Exclusively breast-fed infants show very low or virtually absent populations of the latter types, while beneficial bifidobacteria accounts for more than 90% of all bacteria in breast-fed baby’s intestines. Gut flora changes to look more like the environment of a bottle/formula-fed baby’s gut when solids or other liquids are introduced and bacteria enterics, bacteroides, enterococci lactobacilli and clostridia start hanging out in much larger crowds.

“Apparently, human milk contains a growth factor that enriches for growth of bifidobacteria, and these bacteria play an important role in preventing colonization of the infant intestinal tract by non indigenous or pathogenic species.” – “The Normal Bacterial Flora of Humans”

By the age of weaning, mice that received maternal SIgA in breast milk had a significantly different gut microbiota from mice that did not receive SIgA, and these differences were magnified when the mice reached adulthood. Early exposure to SIgA in breast milk resulted in a pattern of intestinal epithelial cell gene expression in adult mice that differed from that of mice that were not exposed to passive SIgA, including genes associated with intestinal inflammatory diseases in humans.” –  Rogier, Frantz, et al


In the rotavirus model, antirotaviral IgA was found in stools of breast-fed but not bottle-fed babies. It was further found that rotavirus specific IgA is selectively, locally produced in breast tissue.
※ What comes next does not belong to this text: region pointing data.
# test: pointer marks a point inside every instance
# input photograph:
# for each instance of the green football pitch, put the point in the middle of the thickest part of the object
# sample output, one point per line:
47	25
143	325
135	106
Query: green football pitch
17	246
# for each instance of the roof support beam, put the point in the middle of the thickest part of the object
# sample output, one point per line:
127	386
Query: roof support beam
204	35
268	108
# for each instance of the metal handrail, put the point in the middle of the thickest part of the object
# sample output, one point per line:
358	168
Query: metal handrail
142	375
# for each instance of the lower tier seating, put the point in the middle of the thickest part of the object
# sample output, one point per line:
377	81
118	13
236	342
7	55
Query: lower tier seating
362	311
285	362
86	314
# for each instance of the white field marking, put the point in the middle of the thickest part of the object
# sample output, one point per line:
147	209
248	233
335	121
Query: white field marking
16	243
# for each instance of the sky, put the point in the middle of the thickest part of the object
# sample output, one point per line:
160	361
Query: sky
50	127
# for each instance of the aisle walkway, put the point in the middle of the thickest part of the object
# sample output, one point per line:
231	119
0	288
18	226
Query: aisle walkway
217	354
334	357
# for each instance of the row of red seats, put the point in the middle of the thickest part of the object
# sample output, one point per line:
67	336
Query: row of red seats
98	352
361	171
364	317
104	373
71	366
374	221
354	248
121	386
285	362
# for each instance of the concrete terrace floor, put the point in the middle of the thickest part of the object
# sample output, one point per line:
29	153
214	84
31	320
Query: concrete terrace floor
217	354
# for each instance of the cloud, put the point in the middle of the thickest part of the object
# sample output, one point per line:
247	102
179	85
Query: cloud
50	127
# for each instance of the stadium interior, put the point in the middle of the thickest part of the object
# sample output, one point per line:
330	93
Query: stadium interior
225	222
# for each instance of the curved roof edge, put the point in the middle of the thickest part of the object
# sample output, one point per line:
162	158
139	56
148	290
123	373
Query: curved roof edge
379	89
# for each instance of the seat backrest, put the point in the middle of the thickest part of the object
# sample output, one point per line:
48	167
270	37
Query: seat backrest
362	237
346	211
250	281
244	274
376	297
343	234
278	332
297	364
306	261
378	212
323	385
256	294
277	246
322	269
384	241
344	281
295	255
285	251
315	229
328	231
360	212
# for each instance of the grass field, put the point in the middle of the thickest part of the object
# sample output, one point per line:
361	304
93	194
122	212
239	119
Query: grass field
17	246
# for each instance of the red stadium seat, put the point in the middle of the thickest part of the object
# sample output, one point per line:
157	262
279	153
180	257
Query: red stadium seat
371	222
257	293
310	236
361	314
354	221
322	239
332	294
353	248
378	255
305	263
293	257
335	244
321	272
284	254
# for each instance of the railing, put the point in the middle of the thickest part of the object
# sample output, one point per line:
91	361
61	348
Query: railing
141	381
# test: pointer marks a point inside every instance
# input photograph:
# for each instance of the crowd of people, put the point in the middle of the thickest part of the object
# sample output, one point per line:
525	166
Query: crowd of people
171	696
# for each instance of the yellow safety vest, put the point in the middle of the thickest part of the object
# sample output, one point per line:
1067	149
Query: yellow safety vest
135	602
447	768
“Human milk also contains anti-idiotypic antibodies capable of enhancing infant antibody response. Maternal milk antibodies coat infant mucosal surfaces and some have a clear protective role. This has been studied extensively in infectious disease models such as rotavirus, E. coli, poliovirus, and retroviruses.” – P. Van De Perre study

Breast Storage Capacity

This refers to how much milk a breast can hold between feedings. Breast storage capacity differs between women, and even between an individual’s own breasts.
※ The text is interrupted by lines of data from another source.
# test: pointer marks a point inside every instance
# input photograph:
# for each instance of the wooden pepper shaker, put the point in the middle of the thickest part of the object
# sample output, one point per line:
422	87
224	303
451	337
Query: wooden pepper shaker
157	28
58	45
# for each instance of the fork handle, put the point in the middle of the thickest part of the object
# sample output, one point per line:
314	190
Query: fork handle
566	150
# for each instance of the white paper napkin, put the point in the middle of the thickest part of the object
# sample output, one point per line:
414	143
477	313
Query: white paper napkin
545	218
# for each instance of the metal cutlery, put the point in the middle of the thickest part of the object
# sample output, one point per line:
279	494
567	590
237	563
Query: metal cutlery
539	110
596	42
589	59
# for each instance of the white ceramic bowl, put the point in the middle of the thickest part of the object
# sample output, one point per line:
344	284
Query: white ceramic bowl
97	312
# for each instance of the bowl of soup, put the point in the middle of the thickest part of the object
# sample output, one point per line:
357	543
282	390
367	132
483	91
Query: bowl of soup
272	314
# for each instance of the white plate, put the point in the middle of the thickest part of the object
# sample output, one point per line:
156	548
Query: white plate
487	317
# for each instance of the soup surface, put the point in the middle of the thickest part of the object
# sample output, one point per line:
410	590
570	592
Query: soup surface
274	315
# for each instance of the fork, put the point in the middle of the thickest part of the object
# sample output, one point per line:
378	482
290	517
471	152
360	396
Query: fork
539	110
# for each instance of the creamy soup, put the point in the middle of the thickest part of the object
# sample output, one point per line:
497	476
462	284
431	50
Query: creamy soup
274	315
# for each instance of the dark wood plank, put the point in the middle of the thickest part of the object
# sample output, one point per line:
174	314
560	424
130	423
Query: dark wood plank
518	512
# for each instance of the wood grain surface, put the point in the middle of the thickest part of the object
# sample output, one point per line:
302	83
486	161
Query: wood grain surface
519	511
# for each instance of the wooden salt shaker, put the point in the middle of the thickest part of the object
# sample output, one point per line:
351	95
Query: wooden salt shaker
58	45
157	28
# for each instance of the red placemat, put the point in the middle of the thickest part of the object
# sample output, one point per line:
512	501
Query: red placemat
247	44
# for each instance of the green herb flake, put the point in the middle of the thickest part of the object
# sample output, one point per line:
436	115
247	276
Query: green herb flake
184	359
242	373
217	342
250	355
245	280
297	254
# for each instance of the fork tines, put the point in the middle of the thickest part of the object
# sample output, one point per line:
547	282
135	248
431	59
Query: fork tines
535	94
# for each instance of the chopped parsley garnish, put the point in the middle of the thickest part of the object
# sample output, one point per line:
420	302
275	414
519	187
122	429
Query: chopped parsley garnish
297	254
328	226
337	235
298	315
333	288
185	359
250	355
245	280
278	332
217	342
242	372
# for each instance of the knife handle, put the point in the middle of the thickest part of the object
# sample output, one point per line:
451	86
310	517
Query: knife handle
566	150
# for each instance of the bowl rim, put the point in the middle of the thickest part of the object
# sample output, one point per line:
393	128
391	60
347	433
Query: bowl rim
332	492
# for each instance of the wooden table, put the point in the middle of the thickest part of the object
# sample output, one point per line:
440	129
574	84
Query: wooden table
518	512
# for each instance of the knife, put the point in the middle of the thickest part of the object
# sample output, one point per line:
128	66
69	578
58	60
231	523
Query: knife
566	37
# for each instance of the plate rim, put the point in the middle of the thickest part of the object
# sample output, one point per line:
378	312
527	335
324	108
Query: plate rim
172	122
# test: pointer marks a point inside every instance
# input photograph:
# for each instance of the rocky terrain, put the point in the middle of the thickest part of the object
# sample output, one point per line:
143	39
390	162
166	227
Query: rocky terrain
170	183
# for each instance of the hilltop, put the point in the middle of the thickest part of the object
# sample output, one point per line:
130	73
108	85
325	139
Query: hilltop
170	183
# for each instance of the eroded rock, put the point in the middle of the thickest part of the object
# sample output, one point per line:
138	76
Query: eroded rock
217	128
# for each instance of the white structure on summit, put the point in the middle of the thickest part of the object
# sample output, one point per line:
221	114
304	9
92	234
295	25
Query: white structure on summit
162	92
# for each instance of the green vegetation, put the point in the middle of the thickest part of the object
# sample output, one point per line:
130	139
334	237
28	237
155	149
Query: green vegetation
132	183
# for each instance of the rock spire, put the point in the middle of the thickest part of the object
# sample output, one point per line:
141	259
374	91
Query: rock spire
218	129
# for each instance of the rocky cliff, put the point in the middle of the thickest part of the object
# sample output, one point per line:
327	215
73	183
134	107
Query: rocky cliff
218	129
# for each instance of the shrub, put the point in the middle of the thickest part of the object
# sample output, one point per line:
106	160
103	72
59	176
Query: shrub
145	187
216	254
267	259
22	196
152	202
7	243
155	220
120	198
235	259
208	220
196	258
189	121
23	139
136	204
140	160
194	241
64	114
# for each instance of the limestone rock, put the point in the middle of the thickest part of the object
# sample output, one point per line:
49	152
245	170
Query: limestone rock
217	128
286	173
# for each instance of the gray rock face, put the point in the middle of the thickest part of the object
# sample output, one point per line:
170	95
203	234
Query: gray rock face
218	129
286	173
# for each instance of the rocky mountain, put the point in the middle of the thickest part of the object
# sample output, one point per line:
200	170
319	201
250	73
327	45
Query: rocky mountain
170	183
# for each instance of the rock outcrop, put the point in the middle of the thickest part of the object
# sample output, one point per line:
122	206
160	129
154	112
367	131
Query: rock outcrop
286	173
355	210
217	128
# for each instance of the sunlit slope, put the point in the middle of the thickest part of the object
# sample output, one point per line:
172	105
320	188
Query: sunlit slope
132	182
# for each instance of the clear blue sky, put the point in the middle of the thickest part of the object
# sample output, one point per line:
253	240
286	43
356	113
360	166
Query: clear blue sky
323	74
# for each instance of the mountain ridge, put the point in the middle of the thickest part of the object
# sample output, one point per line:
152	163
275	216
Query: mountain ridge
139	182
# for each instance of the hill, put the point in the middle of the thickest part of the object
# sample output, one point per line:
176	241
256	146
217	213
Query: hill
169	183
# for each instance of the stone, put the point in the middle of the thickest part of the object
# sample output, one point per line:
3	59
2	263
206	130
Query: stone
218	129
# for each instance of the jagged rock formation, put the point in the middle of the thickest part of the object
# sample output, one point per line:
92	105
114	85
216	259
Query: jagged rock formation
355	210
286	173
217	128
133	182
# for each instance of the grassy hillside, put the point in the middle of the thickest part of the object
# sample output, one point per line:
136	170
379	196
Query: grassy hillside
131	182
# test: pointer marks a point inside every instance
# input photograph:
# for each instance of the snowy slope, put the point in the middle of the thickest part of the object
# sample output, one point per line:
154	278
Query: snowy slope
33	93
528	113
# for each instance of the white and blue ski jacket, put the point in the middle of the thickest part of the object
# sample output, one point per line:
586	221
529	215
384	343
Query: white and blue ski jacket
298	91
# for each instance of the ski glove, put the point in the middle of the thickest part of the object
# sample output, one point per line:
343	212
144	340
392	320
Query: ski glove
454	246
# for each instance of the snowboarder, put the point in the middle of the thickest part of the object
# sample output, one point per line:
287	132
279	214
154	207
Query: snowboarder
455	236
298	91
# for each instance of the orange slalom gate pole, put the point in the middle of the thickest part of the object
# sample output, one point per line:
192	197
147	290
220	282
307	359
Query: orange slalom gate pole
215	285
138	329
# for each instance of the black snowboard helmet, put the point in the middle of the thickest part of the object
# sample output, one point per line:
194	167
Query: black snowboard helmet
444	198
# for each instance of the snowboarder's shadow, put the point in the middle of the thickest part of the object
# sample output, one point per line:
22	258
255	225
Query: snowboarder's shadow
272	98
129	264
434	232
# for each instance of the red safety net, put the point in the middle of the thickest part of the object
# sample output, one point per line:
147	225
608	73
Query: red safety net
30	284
High or low capacity is not related to breast size (amount of fatty tissue is irrelevant to milk-making), so large breasts won’t necessarily hold more milk at a time than small breasts and vice versa.

Is it better to have a larger storage capacity? Not necessarily.

KellyMom explains it like this:

“Think of storage capacity as a cup – you can easily drink a large amount of water throughout the day using any size of cup – small, medium or large – but if you use a smaller cup it will be refilled more often.”


Breasts are never truly ’empty,’ though you’ll often hear about “when breasts are empty, do this or that…”

They actually produce milk constantly in a continuum, which “ranges from its full capacity (varies from woman to woman and depends on the amount of milk-producing glands in the breast and functioning, intact milk ducts, among other factors) to an amount that is so small as to not be appreciable from outside the breast,” according to The International Breastfeeding Symbol, which further explains:

“[P]icture a sink filled with water and the tap running slowly. This is like the full breast; the milk being produced is represented by the tap, very slow when the breast is full. If you pull the plug, the water will run down the drain, but as you do so, picture the water coming out of the tap faster. This is analogous to feeding the baby; the water running down the drain is the milk being fed to the baby, while the tap increasing its flow is a lot like the milk being produced in the breast as it empties — it increases also.”